Çankaya'ya kim çıkacak?

Abdulkadir Selvi, Yeni Şafak gazetesindeki bugünkü yazısında geçmişten günümüze Cumhurbaşkanlığı seçimlerini ele aldı.

VAN 7.04.2014 10:27:17 0
Çankaya
Tarih: 01.01.0001 00:00

Selvi, meselenin sadece köşk seçimleri olmadığını belirterek AK Parti'nin Türkiye'nin geleceğinde olup olmamasına uzanacak kadar kritik bir kavşak olduğunu ifade etti. Selvi, geçmişte de Başbakan Erdoğan’ın güçlü liderliği sayesinde seçimin krize dönüşmediği belirtti.

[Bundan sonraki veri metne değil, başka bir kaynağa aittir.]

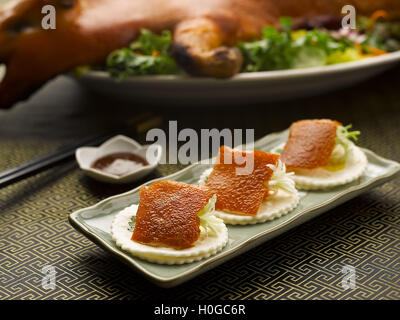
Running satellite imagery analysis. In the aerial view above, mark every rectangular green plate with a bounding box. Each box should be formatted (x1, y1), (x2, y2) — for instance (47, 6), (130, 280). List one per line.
(69, 130), (400, 287)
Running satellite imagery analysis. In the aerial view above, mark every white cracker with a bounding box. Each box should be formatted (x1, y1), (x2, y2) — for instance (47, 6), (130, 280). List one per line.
(215, 190), (300, 225)
(111, 205), (228, 265)
(198, 168), (300, 225)
(293, 145), (368, 190)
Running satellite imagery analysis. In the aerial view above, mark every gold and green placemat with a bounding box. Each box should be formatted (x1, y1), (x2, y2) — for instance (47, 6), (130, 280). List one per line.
(0, 70), (400, 300)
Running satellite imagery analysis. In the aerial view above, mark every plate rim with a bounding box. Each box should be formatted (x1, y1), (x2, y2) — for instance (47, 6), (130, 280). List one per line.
(68, 129), (400, 287)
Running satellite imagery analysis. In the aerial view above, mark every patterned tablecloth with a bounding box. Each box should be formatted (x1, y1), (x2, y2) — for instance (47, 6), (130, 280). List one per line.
(0, 65), (400, 300)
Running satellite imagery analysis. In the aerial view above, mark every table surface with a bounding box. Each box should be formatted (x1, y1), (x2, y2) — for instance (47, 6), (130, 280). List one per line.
(0, 68), (400, 300)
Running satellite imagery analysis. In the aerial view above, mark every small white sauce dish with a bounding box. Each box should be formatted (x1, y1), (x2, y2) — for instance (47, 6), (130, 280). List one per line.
(75, 135), (163, 184)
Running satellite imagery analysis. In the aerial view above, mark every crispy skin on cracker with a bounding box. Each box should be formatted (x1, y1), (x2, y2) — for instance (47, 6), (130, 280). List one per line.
(132, 181), (212, 249)
(281, 119), (342, 169)
(206, 146), (279, 215)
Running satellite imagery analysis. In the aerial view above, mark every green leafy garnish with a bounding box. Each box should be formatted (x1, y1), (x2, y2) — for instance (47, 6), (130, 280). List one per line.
(238, 18), (360, 72)
(330, 124), (361, 164)
(267, 160), (296, 194)
(106, 29), (179, 80)
(197, 195), (223, 236)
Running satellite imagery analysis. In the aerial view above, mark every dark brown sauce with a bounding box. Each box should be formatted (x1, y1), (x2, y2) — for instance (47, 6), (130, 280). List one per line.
(91, 152), (149, 176)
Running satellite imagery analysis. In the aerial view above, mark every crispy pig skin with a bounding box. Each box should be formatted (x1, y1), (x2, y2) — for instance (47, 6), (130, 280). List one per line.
(206, 146), (279, 215)
(132, 181), (212, 249)
(281, 119), (342, 170)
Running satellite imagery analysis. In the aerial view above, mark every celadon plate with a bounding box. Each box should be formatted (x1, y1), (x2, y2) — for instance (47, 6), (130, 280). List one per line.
(69, 130), (400, 287)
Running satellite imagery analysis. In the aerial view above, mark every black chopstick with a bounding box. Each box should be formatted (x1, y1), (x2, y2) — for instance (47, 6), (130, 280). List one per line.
(0, 134), (115, 188)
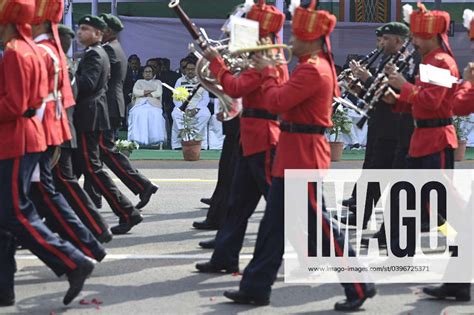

İşte Selvi’nin yazısında öne çıkan bölümler:

Bizde darbelere kadar uzanan sancılı bir geçmişe sahip Cumhurbaşkanlığı konusu.

Bu yüzden literatürümüzde, 'Çankaya Savaşları' olarak yer alıyor Cumhurbaşkanlığı konusu.

Ve bir de profili var bunun. Ya askerler çıkmış Çankaya'ya ya da liderler veya onların üzerinde uzlaştığı isimler.

14 Mayıs 1940'de DP seçimi kazandığında Celal Bayar'ın tarihi bir konuşması var. 'DP seçimi kazandı ancak iktidar olabilmemiz için bizim sembolümüzün Çankaya'ya çıkması lazım' diyor. Sembol, DP Genel Başkanı Bayar.

Aynı şekilde ANAP Genel Başkanı Turgut Özal ve DYP lideri Süleyman Demirel de Çankaya'yı tercih eden liderler oldu. Bunun tek istisnası Recep Tayyip Erdoğan.

Bayar, Özal ve Demirel'in takip ettiği lider silsilesi Çankaya'ya çıkarken çok önemli bir sorun yaşadılar.

Celal Bayar, Cumhurbaşkanı seçilmeden önce kendisinden sonra DP'yi dizayn etti. DP'yi birlikte kurduğu 'dörtlü takrir'in en genç üyesi olan Menderes'in, 'Fuat Köprülü Hocamız' önerisine rağmen Bayar, Menderes'i tercih etti. Sebebi, Çankaya'da rahat oturabilmesi için DP'nin başında kitlelerde karşılığı olan ve seçim kazandırabilecek birisinin olması lazımdı. Bayar, seçim gezilerinde geniş halk kitlelerinin Adnan Menderes'e olan ilgisini tespit etmişti.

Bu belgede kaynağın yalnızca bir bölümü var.